Never has the need for global collaboration been more conspicuous. Never has the need to unleash the collective, creative, critical intelligence of humanity been more urgent. And yet the contemporary culture of the "War on Terror" has seemed downright hostile to intelligence in all its forms. Efforts to understand the social conditions that promote terror are regularly dismissed as "appeasement." Critical thinking about our response to terror is routinely denigrated as "treason." Authorities strive to insulate their conduct from criticism and scrutiny behind veils of secrecy in the name of "security." (And all of this is depressingly of a piece, of course, with the current US administration's assaults on environmental science, genetic research, sex education and the rest.)

It is no wonder so many of us fear the "War on Terror" quite as much as we fear terrorism itself. But how much more damaging than the self-defeating and authoritarian responses to conventional terrorism can we expect the response to the emerging threats of Lessig's "Insanely Destructive Devices" to be?

When devastating technologies become cheap and ubiquitous we must redress the social discontent that makes their misuse seem justifiable to more people than we can ever hope to manage or police. Since we cannot hope to halt the development of all the cheap, disastrously weaponizable technologies on the horizon, nor can we hope to perfectly control their every use, Lessig suggests that "perhaps the rational response is to reduce the incentives to attack.maybe we should focus on ways to eliminate the reasons to annihilate us." Fantasies of an absolute control over these technologies, or of an absolute control through technology (SDI and its epigones, anyone?), are sure to exacerbate the very discontent that will make their misuse more widespread.

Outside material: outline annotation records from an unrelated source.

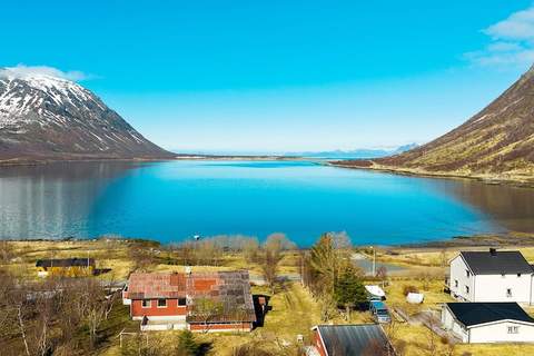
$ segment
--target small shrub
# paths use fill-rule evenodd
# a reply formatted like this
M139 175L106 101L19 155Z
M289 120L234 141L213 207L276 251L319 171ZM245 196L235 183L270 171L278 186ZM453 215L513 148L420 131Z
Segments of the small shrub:
M403 294L407 296L411 293L419 293L419 289L417 289L417 287L413 285L404 286Z

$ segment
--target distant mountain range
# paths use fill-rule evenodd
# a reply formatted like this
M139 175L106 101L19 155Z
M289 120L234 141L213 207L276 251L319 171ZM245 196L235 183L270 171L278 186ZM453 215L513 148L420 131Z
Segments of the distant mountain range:
M174 156L80 85L0 68L0 160Z
M354 150L333 150L333 151L304 151L304 152L287 152L284 156L297 156L309 158L327 158L327 159L370 159L380 158L392 155L398 155L409 149L418 147L417 144L409 144L399 146L394 149L354 149Z
M343 165L534 182L534 67L481 112L434 141Z

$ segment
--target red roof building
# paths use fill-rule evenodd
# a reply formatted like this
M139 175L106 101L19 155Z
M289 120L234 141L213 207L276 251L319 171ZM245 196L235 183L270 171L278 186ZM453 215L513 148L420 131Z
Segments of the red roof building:
M144 330L249 332L256 322L248 271L135 273L123 300Z

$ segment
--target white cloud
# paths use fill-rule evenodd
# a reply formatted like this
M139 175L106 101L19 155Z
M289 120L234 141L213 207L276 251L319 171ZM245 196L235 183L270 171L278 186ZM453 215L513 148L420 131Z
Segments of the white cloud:
M506 20L490 26L484 33L496 40L532 40L534 38L534 7L512 13Z
M47 66L18 65L17 67L0 68L0 77L28 78L32 76L50 76L72 81L90 79L90 76L87 76L86 73L78 70L62 71L57 68Z
M534 6L512 13L482 31L491 42L483 49L465 53L479 66L525 66L534 62Z

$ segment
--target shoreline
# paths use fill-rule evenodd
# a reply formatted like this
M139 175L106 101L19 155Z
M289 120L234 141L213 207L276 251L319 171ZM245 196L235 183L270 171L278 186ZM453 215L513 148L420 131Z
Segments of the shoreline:
M530 177L528 180L522 180L520 178L500 178L500 177L484 177L484 176L471 176L471 175L455 175L451 172L432 172L432 171L415 171L411 169L403 169L403 168L394 168L394 167L379 167L379 166L355 166L355 165L343 165L337 161L327 161L325 162L326 166L329 167L338 167L338 168L346 168L346 169L360 169L360 170L368 170L368 171L378 171L378 172L388 172L398 176L408 176L408 177L416 177L416 178L435 178L435 179L465 179L465 180L474 180L479 181L486 185L492 186L512 186L518 188L534 188L534 177Z
M180 244L186 243L187 239L181 241L167 241L161 243L156 239L149 238L128 238L125 236L120 237L110 237L110 236L99 236L99 237L88 237L88 238L78 238L78 237L63 237L63 238L0 238L0 241L8 243L77 243L77 241L98 241L98 240L117 240L123 243L130 241L144 241L144 243L156 243L161 246L170 244ZM205 238L209 240L209 237ZM418 243L406 243L406 244L394 244L394 245L380 245L380 244L360 244L353 245L353 248L360 249L367 248L369 245L374 245L377 248L383 249L447 249L447 248L458 248L458 247L504 247L504 246L534 246L534 233L508 233L504 235L497 234L485 234L485 235L471 235L471 236L453 236L448 239L439 240L426 240ZM297 245L297 250L308 250L312 247L299 247Z
M125 161L125 162L157 162L157 161L174 161L174 160L227 160L227 161L238 161L238 160L250 160L250 161L320 161L319 159L305 158L305 157L294 157L294 156L209 156L209 155L176 155L174 157L161 157L161 158L145 158L145 157L132 157L132 158L113 158L113 157L87 157L87 158L42 158L42 159L26 159L26 158L13 158L13 159L3 159L0 160L0 168L2 167L18 167L18 166L40 166L40 165L51 165L51 164L62 164L62 162L115 162L115 161Z

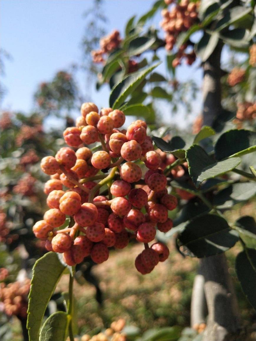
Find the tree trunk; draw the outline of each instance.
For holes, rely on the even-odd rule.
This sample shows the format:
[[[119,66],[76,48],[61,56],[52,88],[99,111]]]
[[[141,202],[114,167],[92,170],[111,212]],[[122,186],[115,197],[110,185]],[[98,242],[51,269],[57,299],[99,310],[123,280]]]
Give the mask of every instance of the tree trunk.
[[[212,125],[221,112],[220,59],[223,45],[220,42],[208,60],[204,63],[203,85],[203,124]],[[238,306],[224,253],[200,261],[201,275],[204,278],[204,291],[209,312],[203,341],[223,341],[229,335],[234,335],[240,328]],[[201,286],[201,287],[202,286]],[[191,305],[195,309],[202,305],[202,293],[194,297]],[[197,316],[203,316],[203,311]],[[191,316],[191,322],[195,321]],[[238,334],[239,333],[237,333]]]

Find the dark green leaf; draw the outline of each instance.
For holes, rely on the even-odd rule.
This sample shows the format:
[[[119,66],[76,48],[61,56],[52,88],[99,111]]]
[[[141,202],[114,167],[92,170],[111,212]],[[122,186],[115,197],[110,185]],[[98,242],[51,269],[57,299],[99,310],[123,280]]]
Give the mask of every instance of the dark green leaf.
[[[149,49],[156,41],[155,37],[138,37],[130,42],[127,53],[129,57],[140,55]]]
[[[157,73],[157,72],[152,72],[148,80],[150,82],[152,82],[166,81],[166,79],[162,75]]]
[[[201,258],[225,252],[238,240],[237,233],[230,228],[225,219],[208,214],[189,223],[180,235],[178,243],[184,250]]]
[[[243,20],[252,11],[251,8],[242,6],[237,6],[230,9],[217,23],[215,29],[219,31],[230,25],[237,24]]]
[[[204,138],[212,136],[215,134],[215,131],[211,127],[205,125],[203,127],[200,131],[195,137],[193,143],[197,144]]]
[[[55,252],[48,252],[35,263],[28,296],[27,327],[30,341],[38,340],[45,309],[65,269]]]
[[[210,57],[217,46],[219,38],[217,32],[213,32],[211,34],[204,32],[198,44],[195,45],[197,56],[205,62]]]
[[[224,43],[234,47],[246,48],[249,46],[250,34],[244,28],[235,28],[224,32],[220,35]]]
[[[220,191],[214,196],[213,204],[219,208],[231,207],[241,201],[247,200],[256,194],[256,183],[234,183]]]
[[[63,311],[51,315],[40,331],[39,341],[65,341],[71,318]]]
[[[236,271],[244,294],[256,310],[256,250],[246,248],[238,254]]]
[[[199,146],[193,145],[186,152],[189,175],[197,187],[208,179],[214,178],[235,168],[241,162],[239,158],[215,162]]]
[[[160,86],[155,87],[152,89],[150,94],[153,97],[162,98],[169,101],[170,101],[172,97],[171,94],[168,93],[164,89]]]
[[[198,24],[193,25],[186,32],[182,32],[178,36],[176,42],[177,47],[180,47],[182,45],[185,44],[189,39],[190,36],[193,33],[199,30],[202,29],[201,27]]]
[[[214,149],[218,160],[251,153],[256,150],[256,133],[244,129],[229,130],[220,136]]]
[[[129,35],[131,30],[133,28],[134,23],[134,19],[135,19],[136,17],[136,16],[134,15],[130,19],[129,19],[127,21],[126,26],[125,27],[125,30],[126,36]]]
[[[109,104],[111,107],[113,109],[119,107],[147,75],[160,64],[158,63],[144,70],[128,75],[117,84],[110,93]]]
[[[133,116],[142,117],[147,117],[148,115],[148,109],[143,104],[133,104],[122,109],[126,116]]]

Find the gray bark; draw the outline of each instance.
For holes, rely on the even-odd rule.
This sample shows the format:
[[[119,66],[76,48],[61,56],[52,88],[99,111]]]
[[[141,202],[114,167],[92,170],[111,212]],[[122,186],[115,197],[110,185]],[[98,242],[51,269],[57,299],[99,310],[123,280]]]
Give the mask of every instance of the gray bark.
[[[222,43],[220,43],[203,64],[204,125],[211,126],[214,119],[221,112],[220,59],[222,48]],[[204,291],[209,312],[203,341],[228,340],[227,338],[228,338],[229,336],[239,334],[240,321],[226,256],[223,253],[201,259],[200,262],[200,273],[204,279]],[[202,304],[203,294],[198,288],[198,292],[197,296],[194,297],[191,312],[195,314],[196,306],[200,309],[200,311],[198,312],[196,315],[198,319],[203,316],[204,308]],[[191,322],[195,321],[194,317],[191,316]]]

Anticipating the inevitable objection, Lessig is quick to point out that "[c]razies, of course, can't be reasoned with. But we can reduce the incentives to become a crazy. We could reduce the reasonableness—from a certain perspective—for finding ways to destroy us." Criminals, fanatics and madmen are in fact a manageable minority in any culture (racist know-nothing slogans about a so-called "Clash of Civilizations" certainly notwithstanding), and although there is no question that Lessig's "Insanely Destructive Devices" could still do irreparable harm in their hands, it is profoundly misleading to focus on the threats posed by crazy and criminal minorities when it is as often as not the exploitation of legitimate social discontent that makes it possible for lone gunmen to recruit armies to their "causes."

Lessig concludes that "[t]here's a logic to P2P threats that we as a society don't yet get. Like the record companies against the Internet, our first response is war. But like the record companies, that response will be either futile or self-destructive. If you can't control the supply of IDDs, then the right response is to reduce the demand for IDDs.[Instead, America's] present course of unilateral cowboyism will continue to produce generations of angry souls seeking revenge on us."

For generations, progressives have sought to ameliorate the suffering of the wretched of the Earth. We have struggled to diminish poverty, widen the franchise and ensure through education and shared prosperity that more and more people (though still obscenely too few people) have a personal stake as citizens in their societies. We have fought for these things because we have been moved by the tragedy of avoidable suffering, and by the unspeakable waste of intelligence, creativity and pleasure that is denied us all when any human being is oppressed into silence by poverty or tyranny.

The emerging threat of cheap and ubiquitous, massively destructive technologies provides a new reason to redress social injustice and the discontent it inspires (for those of you who needed another reason): The existence of injustice anywhere might soon threaten you quite literally, and needlessly, with destruction.